1.1.1 • Published 3 years ago

gigapr-data-csv v1.1.1

Weekly downloads
-
License
ISC
Repository
-
Last release
3 years ago

gigapr-data-csv

This project calls GigaPR APIs to get the data and serializes the response to a CSV file.

The project is implemented with NodeJS on Google Cloud Functions.

Description

This cloud functions does 4 steps:

  • it calls gigapr-data-api and downloads the detailed data of each application
  • it trasforms the data into a csv format (saved to a local temporary file)
  • it uploads the file to Google Drive
  • it publishes a Google Pub/Sub event to notify it'sdone

The detail data for each application is retrieved with a single API call to the endpoint /allapplications/*/detail.

The mapping between the data in JSON format and the csv format is specified in the file src/mapper/acmColumnMap.

Prerequisites

npm installed.

  • Note: The default shell for npm must be bash. To set this up please do a $npm config edit and set something like script-shell=C:\Program Files\Git\bin\bash.exe.

gcloud is needed when you want to deploy to Google Cloud. You can develop, test, run locally without it. If you use the standard pipeline and you do not from your own machine, you can avoid having gcloud installed locally.

Getting Started

When you have the prerequisites ok, this is the shortest way to get started:

  1. clone the project to you local PC
  2. install node dependencies using npm i

At this point you should be able to launch a local test with npm test. All tests should pass 👍👍👍!

Building

Google Cloud Functions by default support Javascript on node 10. To support the latest JS features and provide more type safety, this project is built with Typescript.

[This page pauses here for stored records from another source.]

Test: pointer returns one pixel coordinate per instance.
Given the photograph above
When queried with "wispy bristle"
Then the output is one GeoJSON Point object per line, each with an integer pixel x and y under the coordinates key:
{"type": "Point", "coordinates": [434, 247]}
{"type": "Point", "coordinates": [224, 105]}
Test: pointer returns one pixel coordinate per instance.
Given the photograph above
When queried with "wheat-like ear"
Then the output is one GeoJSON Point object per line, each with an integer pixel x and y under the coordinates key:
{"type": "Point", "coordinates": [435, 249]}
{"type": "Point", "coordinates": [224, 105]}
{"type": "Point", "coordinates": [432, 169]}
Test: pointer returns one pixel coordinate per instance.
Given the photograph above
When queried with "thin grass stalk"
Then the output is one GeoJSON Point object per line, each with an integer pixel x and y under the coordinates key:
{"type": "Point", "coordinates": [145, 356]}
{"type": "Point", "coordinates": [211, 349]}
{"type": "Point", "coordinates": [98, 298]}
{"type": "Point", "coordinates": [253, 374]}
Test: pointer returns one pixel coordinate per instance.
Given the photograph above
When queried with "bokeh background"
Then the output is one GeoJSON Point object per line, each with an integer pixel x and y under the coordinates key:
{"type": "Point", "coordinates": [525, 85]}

The Typescript compiler tsc transpiles the code to JavaScript and puts it into the target folder.

From the target folder you can either run the code locally or deploy it to Google Cloud.

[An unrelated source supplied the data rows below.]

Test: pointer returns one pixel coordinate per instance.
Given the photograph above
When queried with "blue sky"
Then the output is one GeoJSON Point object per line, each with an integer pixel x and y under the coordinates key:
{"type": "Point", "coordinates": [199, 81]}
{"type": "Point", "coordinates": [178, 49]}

To transpile the code run:

npm run clean
npm run build

Running Locally

In order to run locally, you need to:

If you run from inside Credem's LAN you also need to setup the proxy.

Setup your local env file

The setup of your local enviroment is done through the .env file. This is a file where you can specify enviroment variables that will be loaded into node.js when running locally.

You can find a .env.example in the git repo. Copy it to .env and adjust it to your needs. The file .env will be ignored when committing to git.

Required variables are:

# this is the path to the file with the credentials of the service account used for
# local runs
GOOGLE_APPLICATION_CREDENTIALS="credentials/privatekey.json"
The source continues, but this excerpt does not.